Greater or less than
Although matching and equality are by far the most common types of entry, WHERE clause situations in which ranges are requested are common as well. In this case, the query analyzer knows that it can look at the area of the index either greater or less than the specified value. Generally, the query analyzer can determine from multiple individual statements what percentage of the index must be read and can decide from there whether it makes sense to use the index or not.
Using functions in a WHERE clause can limit the query analyzer’s ability to determine how useful any indexes may be.
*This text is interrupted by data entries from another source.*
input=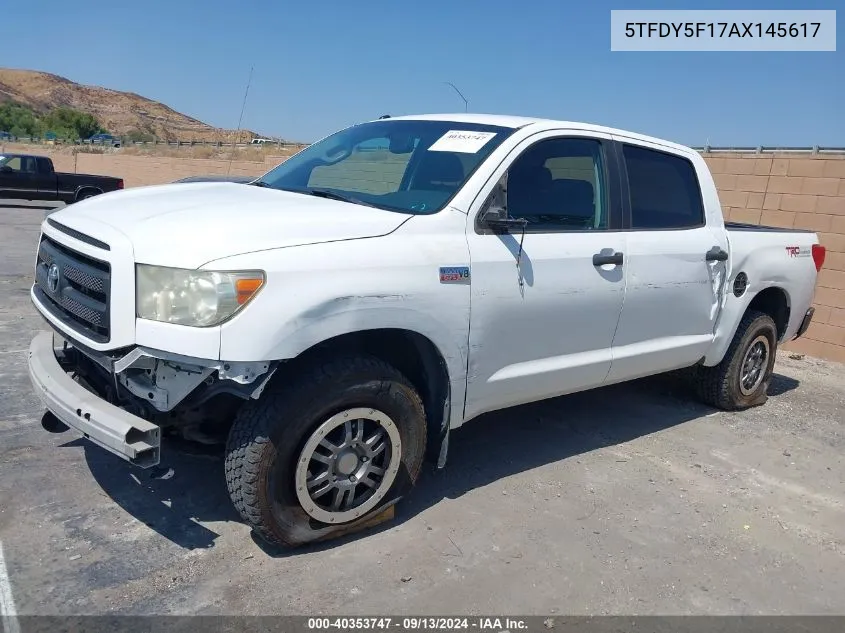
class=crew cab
[24,114,825,545]
[0,154,123,204]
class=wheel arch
[702,284,792,367]
[273,327,452,468]
[740,286,791,341]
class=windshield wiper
[299,189,379,209]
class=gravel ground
[0,207,845,615]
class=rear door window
[622,145,704,229]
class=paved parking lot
[0,208,845,614]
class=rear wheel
[696,311,777,411]
[225,356,426,545]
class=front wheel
[225,356,426,546]
[696,311,777,411]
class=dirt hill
[0,68,260,142]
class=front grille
[35,236,111,343]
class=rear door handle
[593,252,622,266]
[704,246,728,262]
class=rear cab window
[622,143,705,230]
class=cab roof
[382,112,694,152]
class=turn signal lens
[235,277,264,305]
[813,244,827,272]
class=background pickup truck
[0,154,123,204]
[24,115,825,545]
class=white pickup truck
[24,115,825,545]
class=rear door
[35,156,57,200]
[0,156,38,199]
[608,138,728,382]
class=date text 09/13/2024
[306,616,528,631]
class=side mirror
[481,174,527,234]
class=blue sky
[0,0,845,146]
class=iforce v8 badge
[440,266,469,284]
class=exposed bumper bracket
[29,332,161,468]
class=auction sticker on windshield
[428,130,496,154]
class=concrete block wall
[704,153,845,362]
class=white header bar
[610,10,836,52]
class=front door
[608,139,728,382]
[0,156,37,199]
[464,131,625,419]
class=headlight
[135,264,264,327]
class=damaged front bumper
[29,332,161,468]
[29,332,276,468]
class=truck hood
[50,182,411,268]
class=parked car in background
[86,134,120,147]
[0,154,123,204]
[29,114,825,545]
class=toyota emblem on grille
[47,264,59,292]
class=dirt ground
[0,208,845,615]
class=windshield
[254,119,513,214]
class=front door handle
[593,252,622,266]
[705,246,728,262]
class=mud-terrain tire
[695,310,778,411]
[225,355,426,546]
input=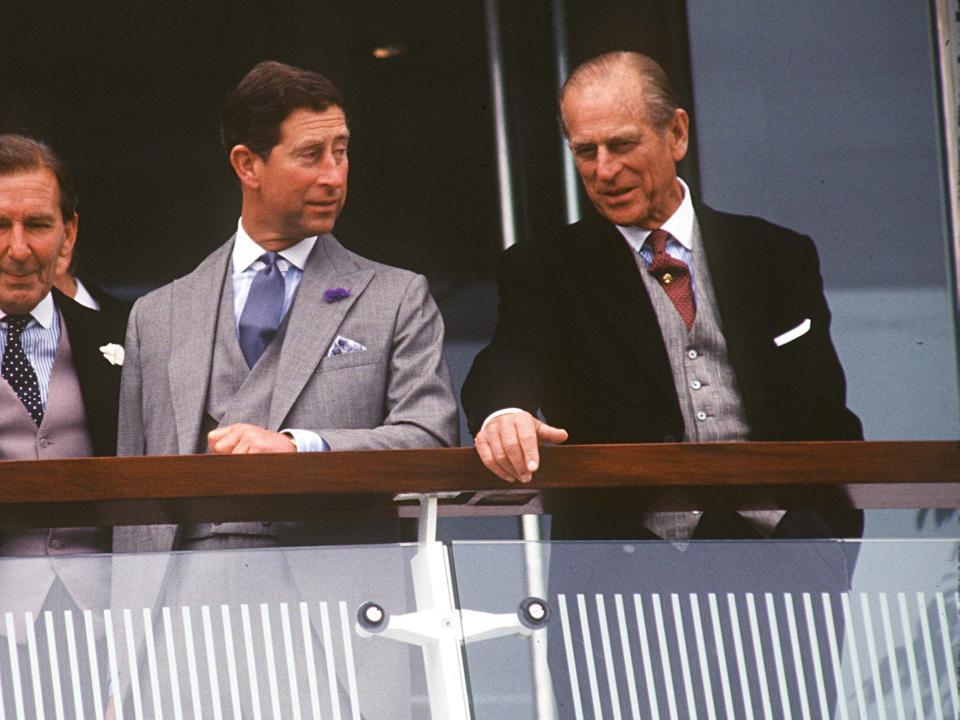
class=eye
[573,145,597,160]
[24,220,53,232]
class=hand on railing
[207,423,297,455]
[474,410,568,482]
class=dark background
[0,0,695,339]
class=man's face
[258,107,350,241]
[0,168,77,315]
[561,76,688,229]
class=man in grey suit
[114,62,458,551]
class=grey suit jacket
[114,235,459,552]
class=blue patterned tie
[239,252,284,368]
[0,315,43,426]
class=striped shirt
[0,293,60,409]
[617,178,697,298]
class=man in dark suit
[0,135,126,716]
[462,53,862,539]
[462,53,863,718]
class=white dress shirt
[231,218,330,452]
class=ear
[667,108,690,162]
[230,145,263,190]
[60,213,80,263]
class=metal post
[551,0,580,223]
[483,0,517,249]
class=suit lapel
[269,235,374,430]
[168,243,233,455]
[570,220,679,412]
[696,205,768,424]
[53,288,123,455]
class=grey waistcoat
[634,221,783,540]
[0,317,110,611]
[183,274,290,540]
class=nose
[316,153,347,188]
[597,145,620,182]
[4,223,30,261]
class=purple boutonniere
[323,288,350,302]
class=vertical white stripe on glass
[557,593,583,720]
[840,593,869,720]
[200,605,223,720]
[877,592,907,720]
[339,600,360,720]
[690,593,717,720]
[764,593,793,720]
[860,593,887,720]
[83,610,103,720]
[280,603,302,720]
[142,608,163,720]
[62,610,84,720]
[320,600,341,720]
[123,608,146,720]
[103,608,124,720]
[596,593,623,720]
[803,593,830,717]
[300,602,320,720]
[897,593,923,717]
[577,593,603,718]
[240,603,262,720]
[745,593,773,720]
[4,613,27,720]
[783,593,810,720]
[220,604,242,720]
[821,593,850,720]
[707,593,736,718]
[43,610,63,718]
[917,592,944,720]
[650,593,678,720]
[24,612,46,720]
[633,594,660,718]
[670,593,697,720]
[160,605,183,720]
[613,593,640,720]
[180,605,203,720]
[936,592,960,717]
[260,603,280,718]
[727,593,753,720]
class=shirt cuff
[280,428,330,452]
[480,408,526,432]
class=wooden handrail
[0,441,960,527]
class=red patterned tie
[647,230,697,330]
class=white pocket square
[327,335,367,357]
[773,318,810,347]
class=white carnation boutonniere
[100,343,123,365]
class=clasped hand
[474,411,568,482]
[207,423,297,455]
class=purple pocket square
[327,335,367,357]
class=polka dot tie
[647,230,697,330]
[0,315,43,425]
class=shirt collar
[0,292,56,330]
[233,218,317,272]
[616,177,693,252]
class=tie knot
[3,315,31,334]
[647,230,670,255]
[257,250,280,268]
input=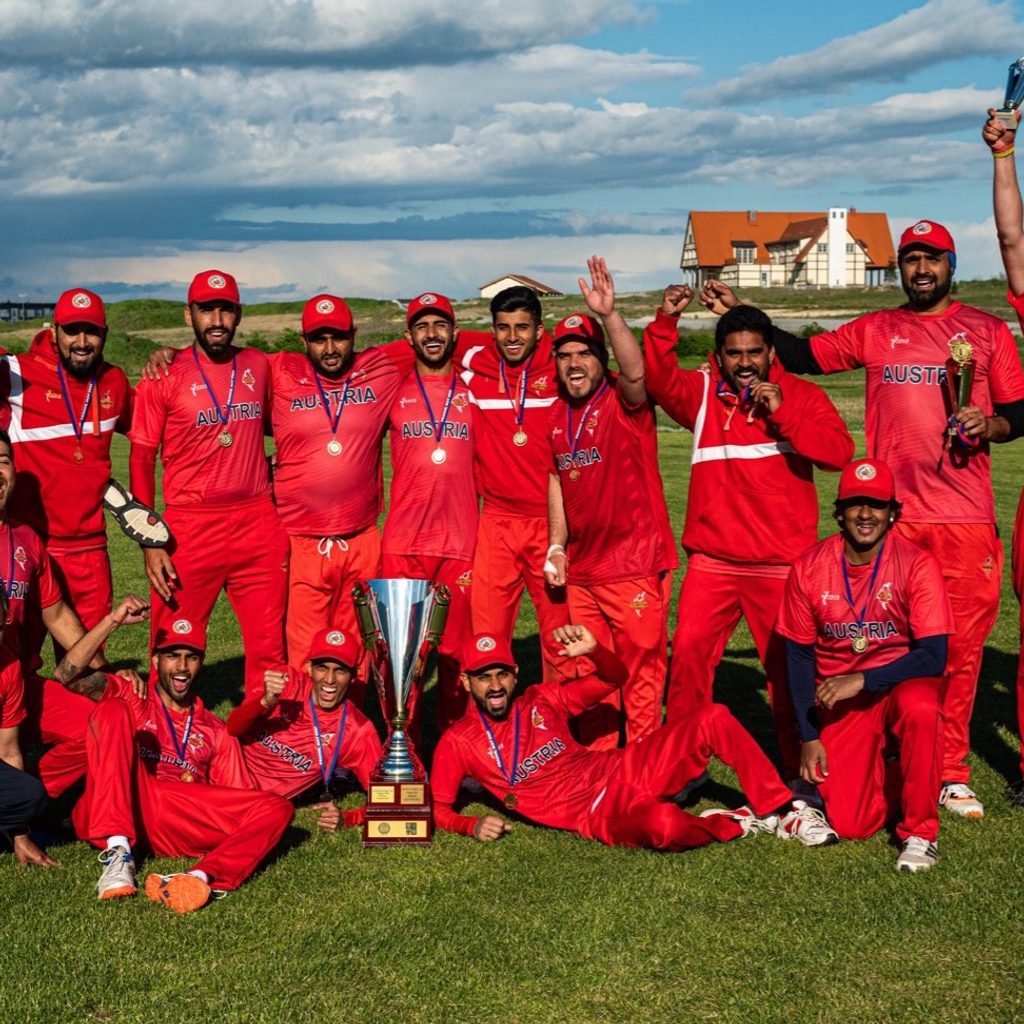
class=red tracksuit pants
[665,565,800,778]
[589,703,793,850]
[150,497,288,697]
[893,520,1002,782]
[563,574,672,750]
[818,679,942,842]
[381,554,473,734]
[470,509,571,682]
[72,698,295,889]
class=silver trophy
[995,57,1024,131]
[352,580,451,782]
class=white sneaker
[775,800,839,846]
[939,782,985,818]
[96,846,138,899]
[700,807,778,836]
[896,836,939,871]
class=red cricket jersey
[128,345,270,506]
[381,371,478,561]
[227,669,381,799]
[459,331,558,518]
[270,342,410,537]
[101,676,255,790]
[775,532,954,683]
[0,330,133,551]
[548,378,679,587]
[811,302,1024,523]
[430,676,623,835]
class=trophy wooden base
[362,777,434,849]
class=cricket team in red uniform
[0,114,1024,912]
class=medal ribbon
[565,380,608,459]
[498,352,534,427]
[193,345,239,427]
[416,370,459,444]
[476,707,519,786]
[160,700,196,768]
[840,541,886,636]
[57,359,99,447]
[309,694,348,790]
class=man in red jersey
[459,285,568,679]
[778,459,953,871]
[72,618,294,913]
[982,110,1024,810]
[431,625,837,851]
[545,256,679,749]
[130,270,288,694]
[381,292,477,732]
[701,220,1024,818]
[227,629,381,831]
[0,288,132,662]
[644,285,853,778]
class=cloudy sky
[0,0,1024,301]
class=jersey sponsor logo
[882,362,946,385]
[196,401,263,427]
[555,447,604,470]
[401,420,469,441]
[821,618,899,640]
[512,736,565,783]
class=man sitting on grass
[431,625,838,850]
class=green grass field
[0,350,1024,1024]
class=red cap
[188,270,242,306]
[53,288,106,330]
[462,633,516,672]
[302,295,352,334]
[153,618,206,654]
[406,292,455,327]
[897,220,956,256]
[306,629,359,669]
[838,459,896,502]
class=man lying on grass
[431,625,838,850]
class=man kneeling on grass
[72,599,294,913]
[431,626,838,850]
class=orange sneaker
[145,871,210,913]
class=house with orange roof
[679,207,896,288]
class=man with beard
[129,270,288,694]
[701,220,1024,818]
[431,625,838,851]
[0,288,132,668]
[381,292,477,732]
[644,285,853,778]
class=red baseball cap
[406,292,455,327]
[462,633,516,672]
[306,628,359,669]
[897,220,956,256]
[302,294,352,334]
[188,270,242,306]
[53,288,106,330]
[153,618,206,654]
[838,459,896,502]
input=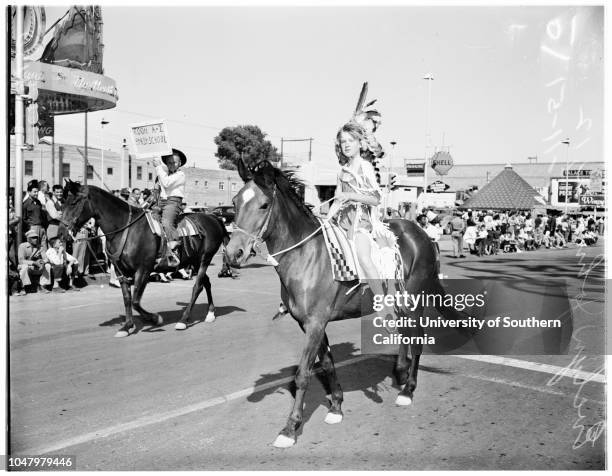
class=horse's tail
[430,276,474,337]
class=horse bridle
[234,184,325,266]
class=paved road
[9,240,605,470]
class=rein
[234,192,335,266]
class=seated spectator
[17,230,51,293]
[47,238,79,292]
[554,225,567,248]
[474,222,488,256]
[533,227,544,249]
[500,231,518,253]
[516,227,533,251]
[72,218,96,283]
[463,224,478,252]
[485,226,501,255]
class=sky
[47,5,604,175]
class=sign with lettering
[405,162,425,177]
[431,151,454,175]
[589,169,603,193]
[580,193,605,207]
[129,119,172,159]
[427,180,450,193]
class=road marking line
[19,355,371,455]
[455,355,606,383]
[58,301,107,311]
[464,374,571,397]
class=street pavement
[9,237,605,470]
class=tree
[215,126,280,170]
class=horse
[61,180,229,337]
[226,160,468,448]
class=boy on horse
[153,149,187,268]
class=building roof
[463,164,545,210]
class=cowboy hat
[162,149,187,167]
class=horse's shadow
[98,301,246,335]
[247,342,452,427]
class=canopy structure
[461,164,546,210]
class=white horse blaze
[242,188,255,205]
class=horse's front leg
[115,276,136,337]
[132,268,164,326]
[274,320,325,448]
[319,334,344,425]
[174,259,215,331]
[395,320,424,406]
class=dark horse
[226,161,468,447]
[62,180,229,337]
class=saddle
[145,210,202,270]
[319,219,403,281]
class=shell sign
[431,151,453,175]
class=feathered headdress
[353,82,382,132]
[352,82,385,162]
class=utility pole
[120,139,127,188]
[83,111,88,185]
[14,5,25,243]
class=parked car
[189,207,210,213]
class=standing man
[128,188,142,207]
[20,180,47,253]
[450,211,465,258]
[45,185,64,241]
[153,149,187,268]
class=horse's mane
[274,167,317,223]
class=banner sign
[589,169,603,193]
[580,194,605,207]
[129,119,172,159]
[406,162,425,177]
[431,151,454,175]
[427,180,450,193]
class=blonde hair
[336,121,367,165]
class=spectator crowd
[8,180,191,296]
[416,209,605,258]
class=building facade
[8,141,243,208]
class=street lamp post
[561,137,570,215]
[423,73,434,204]
[100,118,108,188]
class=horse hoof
[325,412,342,425]
[273,435,295,448]
[395,395,412,407]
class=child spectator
[47,238,79,292]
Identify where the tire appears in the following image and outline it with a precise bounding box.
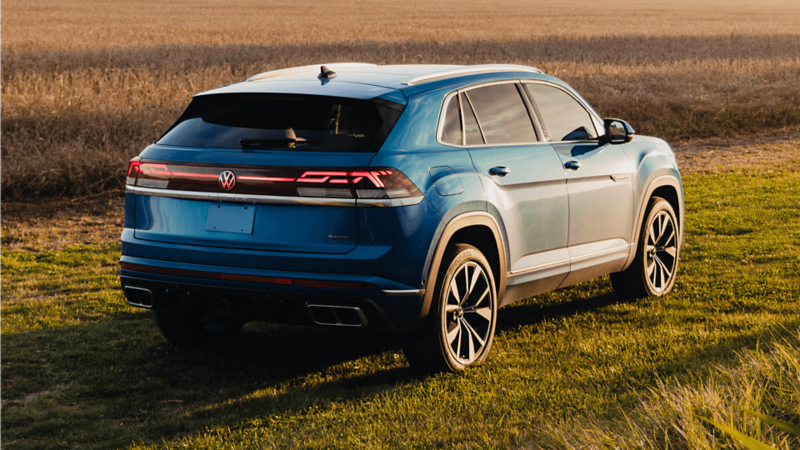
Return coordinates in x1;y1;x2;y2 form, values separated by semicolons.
153;305;243;346
611;197;680;298
404;244;497;372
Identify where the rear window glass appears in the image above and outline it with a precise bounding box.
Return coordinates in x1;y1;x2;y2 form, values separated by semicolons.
158;94;400;152
467;84;536;144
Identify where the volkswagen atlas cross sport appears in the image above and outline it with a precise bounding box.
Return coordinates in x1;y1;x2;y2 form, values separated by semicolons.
120;63;684;371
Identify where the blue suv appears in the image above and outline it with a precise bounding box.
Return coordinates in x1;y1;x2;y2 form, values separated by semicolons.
120;63;684;371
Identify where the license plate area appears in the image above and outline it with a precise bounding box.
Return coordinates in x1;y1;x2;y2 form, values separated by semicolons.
206;203;256;234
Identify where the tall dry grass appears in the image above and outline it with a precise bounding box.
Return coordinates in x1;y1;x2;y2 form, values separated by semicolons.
2;0;800;196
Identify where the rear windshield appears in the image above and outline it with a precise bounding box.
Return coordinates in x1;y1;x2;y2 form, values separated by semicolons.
158;94;402;152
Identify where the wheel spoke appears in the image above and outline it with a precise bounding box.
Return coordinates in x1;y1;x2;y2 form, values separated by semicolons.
654;256;672;279
447;322;461;346
464;306;492;322
464;287;489;311
467;266;483;295
461;319;475;362
450;277;461;305
456;320;464;358
656;214;669;242
464;320;486;348
648;220;658;245
663;229;675;247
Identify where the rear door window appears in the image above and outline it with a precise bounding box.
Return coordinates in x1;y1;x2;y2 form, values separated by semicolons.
465;83;537;144
158;94;400;152
525;83;597;142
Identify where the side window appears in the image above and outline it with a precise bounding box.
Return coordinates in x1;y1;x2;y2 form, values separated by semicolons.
525;83;597;142
442;95;461;145
467;83;537;144
459;94;485;145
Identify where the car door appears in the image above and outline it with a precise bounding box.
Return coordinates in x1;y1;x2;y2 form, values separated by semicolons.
524;83;633;286
459;82;569;304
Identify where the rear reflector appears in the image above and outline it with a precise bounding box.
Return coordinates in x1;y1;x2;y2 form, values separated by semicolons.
119;262;376;290
127;159;422;199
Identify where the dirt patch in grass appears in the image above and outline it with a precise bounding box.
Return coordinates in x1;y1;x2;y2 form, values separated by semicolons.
674;128;800;173
2;195;125;252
Because it won’t be apparent to the query analyzer what the result of the function will be—particularly if executed on a field rather than on constants—using functions in a WHERE clause will minimize the chances that the query analyzer will think any index is valuable, regardless of the fields involved.
Evaluating the ORDER BY clause
Once the query analyzer has worked its way through the WHERE clause, it starts looking at the ORDER BY clause. What the query optimizer is looking for is a way that it won’t need to re-sort the results once it’s done. If the query optimizer can find an index that already has the rows in the right order and it’s compatible with the WHERE clause, it will use the index so that it can avoid the sort at the end.
In order to facilitate the use of indexes, your ORDER BY clauses shouldn’t contain unnecessary fields. Because the query analyzer doesn’t know if a field is meaningful or not, in an ORDER BY clause it assumes that it is. As a result, if you include fields in the ORDER BY clause the optimizer must try to find an index which contains all of those fields. Listing every field in your ORDER BY clause will essentially prevent the query optimizer from using an index.
Above, I mentioned that the query analyzer assumes there’s a penalty to be paid for accessing an index and, because of that, it will sometimes avoid using indexes which are ordered by the right fields. This is true, except in the special case where an index contains all of the fields necessary to satisfy the fields selected.
If, for instance, you are selecting only User ID, First Name, LastName, and EmailAddress from a user record, and you have an index which contains all of these fields, then the query analyzer can use the index and skip the underlying data table altogether.
This can be really useful particularly when you have a cross reference table that is used in both directions. You do a clustered index in one direction and then create an index with the fields in the reverse order. The result is that SQL server can use the physical table when going in the first direction and can exclusively use the index in the reverse order.
Covering indexes requires additional space in the database and requires more time to update because of the longer key values; however, they are a great way to help the query analyzer out if you have a relatively static cross reference table that gets a lot of use.
Help the query optimizer
There are a bunch of hoops that the query analyzer goes through every time you submit a query. These hoops are designed to help you get the quickest results; however, that only works if you can help the query optimizer do it’s job by specifying only what you need in the queries and creating the right indexes.